Businesses, from start-ups to established companies use Facebook, Twitter, LinkedIn and YouTube to drive traffic and to generate leads. After all, nowadays they are the omnipresent platforms through which you aim to build your brand and engage with your audience.
However, it’s still surprising how many business owners don’t own or control their pages on these platforms themselves.
If you think about it, you wouldn’t own a shop where the only way you could get in is if the person you pay to be manager let you, or if the person whose job it was to change your window display wouldn’t let you have a key to go in and change something yourself.
Take, for example, your Google Business listing. If an internal employee manages it for you and they leave, taking the logins with them, you as the business owner has no control over it because you can’t get in. First of all, you have to work out why you can’t get in, then you have to contact them to ask for their logins – which they are likely to no longer have.
The one thing you can guarantee is that it will take a disproportionate amount of time and effort to recover control – and this is assuming that you parted on good terms…

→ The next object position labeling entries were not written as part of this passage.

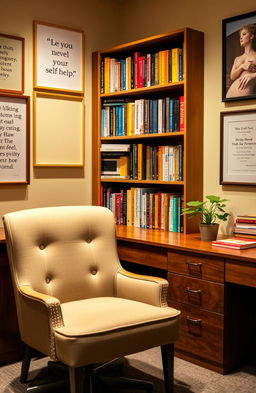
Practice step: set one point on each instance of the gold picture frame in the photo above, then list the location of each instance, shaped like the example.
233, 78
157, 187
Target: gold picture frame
14, 139
12, 64
58, 130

And it’s the same with social media channels such as Facebook. If you are not the owner of your own social media, or you don’t have access to the hosting of your own website, or you don’t know where the URL is registered, or you don’t have full admin access, it almost always paves the way for difficulties.
And, when the employee leaves, they might not be able to help you even if they are willing to because they no longer have the information you need. And if they feel aggrieved in any way, they might be deliberately uncooperative.
Likewise, if you decide to change your agency, the old one can make things equally difficult by not giving the incoming agency the information necessary to take over your pages.
Naturally, it can depend on how and why you are parting ways – and often money is one of the main reasons. But whether you think they didn’t do a good job, or they think you haven’t paid them for what they did do, if they own the Facebook page, they don’t have to give it to you.
Regardless of the circumstances, it makes for an inevitable mad scramble to get the information as quickly as possible – together with huge amounts of frustration.
Knowing that if you’d created a backed-up central repository for passwords you would still have access regardless of staff turnover, or that when you changed your agency the new one could have acted quickly and seamlessly, is cold comfort during the crisis when you’re losing time and money.
The point is that your presence on social media pages are company assets – just like your cars or computers.
You own them and you can, and should, be able to manage them yourself.